LEVITIQUE 24, 17-22:
LA LOI DU TALION

 » si quelqu’un frappe à mort
un homme quel qu’il soit … »

Nous avions déjà rencontré la fameuse  » loi du talion » dans le contexte du  » Code de l’Alliance » dans le livre de l’Exode (voir ce fascicule). Elle est ici reprise dans le cadre du  » Code de Sainteté » (Lév. 17 à 26), ensemble de prescriptions cultuelles et morales, du Lévitique.
Nous avions vu comment, par son principe de pure réciprocité, cette loi représentait un progrès par rapport au principe plus archaïque de vengeance non-limitée. Nous avions relevé que cette loi était certainement déjà caduque à l’époque de la rédaction de l’Exode (puisque le Décalogue –typiquement  » exodial »- représentait une réflexion morale beaucoup plus évoluée et que l’on sait que c’est un système d’amendes qui fonctionnait), a fortiori l’est-elle encore beaucoup plus à l’époque du Lévitique (cinq siècles plus tard). C’est un peu comme si, à chaque fois, on rappelait ses sources d’archives.
Source d’archive ou tentative (ou tentation ?) sacerdotale de retour à une  » justice » simple, expéditive et extrême ? Le contexte le laisse à penser.
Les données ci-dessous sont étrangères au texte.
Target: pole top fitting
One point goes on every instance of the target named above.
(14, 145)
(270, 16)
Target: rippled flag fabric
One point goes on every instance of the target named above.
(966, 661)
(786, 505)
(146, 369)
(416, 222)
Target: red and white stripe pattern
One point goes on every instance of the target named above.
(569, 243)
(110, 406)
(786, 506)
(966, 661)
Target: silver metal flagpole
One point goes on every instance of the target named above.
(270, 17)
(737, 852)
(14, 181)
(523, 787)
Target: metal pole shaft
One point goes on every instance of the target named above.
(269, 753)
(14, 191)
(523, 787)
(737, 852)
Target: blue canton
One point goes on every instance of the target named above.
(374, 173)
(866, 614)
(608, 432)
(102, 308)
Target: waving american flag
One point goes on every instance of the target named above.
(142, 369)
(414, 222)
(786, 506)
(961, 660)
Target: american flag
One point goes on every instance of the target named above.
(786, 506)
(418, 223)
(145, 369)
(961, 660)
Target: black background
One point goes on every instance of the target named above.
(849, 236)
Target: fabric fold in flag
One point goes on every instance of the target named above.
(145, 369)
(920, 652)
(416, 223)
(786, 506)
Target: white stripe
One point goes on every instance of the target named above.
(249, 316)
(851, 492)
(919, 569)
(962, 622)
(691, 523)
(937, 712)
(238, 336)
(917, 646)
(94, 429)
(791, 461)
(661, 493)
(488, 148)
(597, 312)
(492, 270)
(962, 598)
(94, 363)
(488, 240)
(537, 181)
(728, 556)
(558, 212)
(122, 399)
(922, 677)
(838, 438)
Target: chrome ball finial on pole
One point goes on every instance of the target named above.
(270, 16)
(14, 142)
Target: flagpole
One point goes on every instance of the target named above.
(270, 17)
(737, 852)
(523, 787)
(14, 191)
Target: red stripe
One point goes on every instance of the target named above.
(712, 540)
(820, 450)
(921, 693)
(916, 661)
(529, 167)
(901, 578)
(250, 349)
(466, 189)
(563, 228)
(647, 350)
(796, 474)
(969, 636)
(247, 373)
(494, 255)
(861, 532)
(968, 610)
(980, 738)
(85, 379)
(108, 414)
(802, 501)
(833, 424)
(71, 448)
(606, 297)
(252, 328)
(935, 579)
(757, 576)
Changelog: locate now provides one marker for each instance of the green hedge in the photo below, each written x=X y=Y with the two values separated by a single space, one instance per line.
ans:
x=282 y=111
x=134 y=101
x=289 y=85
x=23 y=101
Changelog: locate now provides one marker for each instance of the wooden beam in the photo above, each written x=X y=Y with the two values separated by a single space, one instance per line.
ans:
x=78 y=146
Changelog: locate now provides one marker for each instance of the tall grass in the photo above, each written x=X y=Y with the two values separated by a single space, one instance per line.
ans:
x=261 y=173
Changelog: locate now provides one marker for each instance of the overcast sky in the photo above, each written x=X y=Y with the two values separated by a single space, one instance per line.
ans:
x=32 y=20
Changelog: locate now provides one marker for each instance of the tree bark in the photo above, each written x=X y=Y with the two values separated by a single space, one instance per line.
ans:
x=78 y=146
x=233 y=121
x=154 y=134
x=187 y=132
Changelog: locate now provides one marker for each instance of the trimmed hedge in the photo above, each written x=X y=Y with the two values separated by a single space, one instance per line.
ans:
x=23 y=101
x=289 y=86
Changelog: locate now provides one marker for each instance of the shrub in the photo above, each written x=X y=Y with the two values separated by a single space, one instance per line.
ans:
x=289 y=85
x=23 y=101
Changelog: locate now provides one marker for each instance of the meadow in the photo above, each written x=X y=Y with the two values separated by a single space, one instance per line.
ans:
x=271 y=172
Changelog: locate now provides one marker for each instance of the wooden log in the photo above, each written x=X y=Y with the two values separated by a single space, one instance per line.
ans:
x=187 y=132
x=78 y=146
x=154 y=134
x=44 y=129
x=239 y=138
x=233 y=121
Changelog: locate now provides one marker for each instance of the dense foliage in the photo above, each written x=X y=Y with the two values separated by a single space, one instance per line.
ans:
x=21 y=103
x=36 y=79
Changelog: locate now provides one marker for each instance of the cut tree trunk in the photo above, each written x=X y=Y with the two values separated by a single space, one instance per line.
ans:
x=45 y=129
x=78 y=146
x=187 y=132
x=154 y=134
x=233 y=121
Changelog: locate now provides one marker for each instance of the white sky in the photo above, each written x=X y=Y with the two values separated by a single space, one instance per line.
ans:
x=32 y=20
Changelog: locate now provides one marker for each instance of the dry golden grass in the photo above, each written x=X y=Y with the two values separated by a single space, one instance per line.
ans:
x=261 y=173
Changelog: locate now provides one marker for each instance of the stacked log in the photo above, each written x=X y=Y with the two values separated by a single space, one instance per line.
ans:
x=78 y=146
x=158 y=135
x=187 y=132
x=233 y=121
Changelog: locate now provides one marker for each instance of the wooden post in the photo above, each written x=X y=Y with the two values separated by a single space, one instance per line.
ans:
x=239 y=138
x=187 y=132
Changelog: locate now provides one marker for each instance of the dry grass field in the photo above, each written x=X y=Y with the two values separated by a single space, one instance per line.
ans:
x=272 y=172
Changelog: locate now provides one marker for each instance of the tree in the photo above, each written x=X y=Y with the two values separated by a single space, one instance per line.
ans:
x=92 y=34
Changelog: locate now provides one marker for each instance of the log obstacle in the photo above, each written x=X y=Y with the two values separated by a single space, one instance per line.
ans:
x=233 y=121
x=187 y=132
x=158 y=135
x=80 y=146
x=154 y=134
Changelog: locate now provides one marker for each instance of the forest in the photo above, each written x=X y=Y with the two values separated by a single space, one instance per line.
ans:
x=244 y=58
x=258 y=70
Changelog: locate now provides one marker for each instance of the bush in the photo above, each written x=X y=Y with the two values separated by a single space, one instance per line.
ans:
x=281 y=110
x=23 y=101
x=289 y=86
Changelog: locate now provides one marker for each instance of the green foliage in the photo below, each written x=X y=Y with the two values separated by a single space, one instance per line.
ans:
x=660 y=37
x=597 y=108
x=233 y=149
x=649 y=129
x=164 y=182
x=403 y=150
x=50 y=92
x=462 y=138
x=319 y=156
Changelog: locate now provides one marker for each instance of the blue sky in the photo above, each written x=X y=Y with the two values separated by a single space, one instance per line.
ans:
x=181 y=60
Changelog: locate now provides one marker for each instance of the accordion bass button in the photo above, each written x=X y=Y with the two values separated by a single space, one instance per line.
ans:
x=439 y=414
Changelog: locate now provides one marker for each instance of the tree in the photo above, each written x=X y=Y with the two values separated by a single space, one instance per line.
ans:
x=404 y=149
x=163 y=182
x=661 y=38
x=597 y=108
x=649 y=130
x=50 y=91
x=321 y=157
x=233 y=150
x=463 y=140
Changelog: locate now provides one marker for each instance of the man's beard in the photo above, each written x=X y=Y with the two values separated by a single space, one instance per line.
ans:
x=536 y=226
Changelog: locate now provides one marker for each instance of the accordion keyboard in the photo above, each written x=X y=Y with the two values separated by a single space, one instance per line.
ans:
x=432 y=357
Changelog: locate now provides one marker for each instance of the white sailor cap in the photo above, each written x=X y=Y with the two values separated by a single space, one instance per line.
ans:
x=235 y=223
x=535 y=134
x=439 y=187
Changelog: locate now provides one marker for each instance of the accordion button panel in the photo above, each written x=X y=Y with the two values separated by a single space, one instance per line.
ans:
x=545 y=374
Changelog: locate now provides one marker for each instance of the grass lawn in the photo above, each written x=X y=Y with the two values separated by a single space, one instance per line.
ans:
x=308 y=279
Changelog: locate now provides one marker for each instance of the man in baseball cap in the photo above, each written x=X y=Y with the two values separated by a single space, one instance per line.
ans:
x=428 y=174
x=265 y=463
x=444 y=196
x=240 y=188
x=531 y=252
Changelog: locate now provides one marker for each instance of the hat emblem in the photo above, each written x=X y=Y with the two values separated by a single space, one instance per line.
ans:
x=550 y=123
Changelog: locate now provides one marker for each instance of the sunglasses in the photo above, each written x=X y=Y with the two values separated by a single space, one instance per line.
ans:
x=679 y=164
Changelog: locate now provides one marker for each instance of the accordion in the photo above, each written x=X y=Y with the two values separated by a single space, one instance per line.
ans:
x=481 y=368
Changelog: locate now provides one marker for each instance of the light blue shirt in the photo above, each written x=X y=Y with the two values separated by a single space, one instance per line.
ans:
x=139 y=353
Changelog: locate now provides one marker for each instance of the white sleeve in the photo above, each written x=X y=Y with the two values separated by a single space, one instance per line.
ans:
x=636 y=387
En effet, l’insertion de ce rappel de la loi du talion dans un récit de punition à la peine de mort par lapidation d’un blasphémateur montre que cette loi est utilisée comme argument pour justifier la mise à mort suivant le raisonnement : s’il est permis de sanctionner de mort celui qui a frappé à mort un humain, a fortiori est-il permis de sanctionner de mort celui qui a blasphémé contre Dieu.
La caste sacerdotale post-exilique était certainement soucieuse
d’efficacité dans la plus louable intention de resouder le peuple autour d’une discipline religieuse commune, cela passe-il nécessairement par de telles cruautés archaïques ? Le mécanisme semble toujours d’actualité.
Le côté positif – si l’on peut dire- est que cette  » justice » doit être appliquée impartialement à quiconque (v.22)  » qu’il soit étranger ou citoyen » (v.16 et 22). Le texte l’entend de la sanction mais nous pouvons l’entendre de la justice en général.

LEVITIQUE 26,6-8
BENEDICTION DE PAIX

 » Je mettrai la paix dans le pays »

Dans l’Antiquité biblique, les pactes d’alliances entre souverains se concluaient par une série de bénédictions (en cas de respect du pacte) et de malédictions (dans le cas contraire). Ces formules pouvaient n’être que des formules de politesse ou de menaces de pure forme ; elles pouvaient aussi exprimer les vœux les plus chers des peuples respectifs.
Dans notre livret du Lévitique, le pacte religieux mis au point par le clergé du second Temple est présenté sous la forme du pacte d’alliance politique ou militaire. Que Dieu soit considéré comme souverain n’étonnera pas mais que le peuple le soit étonne assurément. Indirectement, cela veut dire que le peuple, le croyant n’est pas considéré comme un être soumis mais comme un partenaire qui aurait la possibilité de refuser et dont, en tout cas, le consentement réfléchi est sollicité.
Deux promesses sont formulées en cas de respect du pacte (v.3 à 11). La première concerne la fécondité de la terre (v.4). La seconde lui est intimement liée et concerne la sécurité intérieure :  » vous mangerez votre pain à satiété et vous habiterez le pays en sécurité » (v.5). Divers aspects en sont explicités : l’éloignement des menaces naturelles (bêtes sauvages) et de la menace humaine ( » l’épée ne traversera pas votre pays »). En cas d’agression, le succès dans la poursuite des ennemis est garanti grâce à une démultiplication de l’efficacité des forces ( » cinq d’entre vous en poursuivront cent, cent en poursuivront dix mille ») (v.8). A noter qu’à l’époque du Lévitique (voir encart), il n’était pas question pour les Judéens de poursuivre un quelconque ennemi puisque toute la région était sous domination perse et qu’il n’était certainement pas question de s’en prendre aux Perses !
On aura d’ailleurs remarqué que ces versets ne font aucune allusion précise à une quelconque situation concrète. Ces images de supériorité militaire, fréquentes dans la Bible, relèvent clairement de la rhétorique conventionnelle.
Le chapitre des malédictions est bien plus fourni (v.14 à 46) et on y trouve, à l’inverse, des menaces de famine, de défaite militaire, d’insécurité, de maladie, de peur et d’angoisse. Alors que l’auteur n’a pas peur de présenter les menaces de Yahvé en termes très belliqueux (les mots  » épée » et  » ennemi » reviennent 14 fois en 30 versets !), il est intéressant de constater que ce sont la prospérité et la paix qui sont présentés comme les souverains biens.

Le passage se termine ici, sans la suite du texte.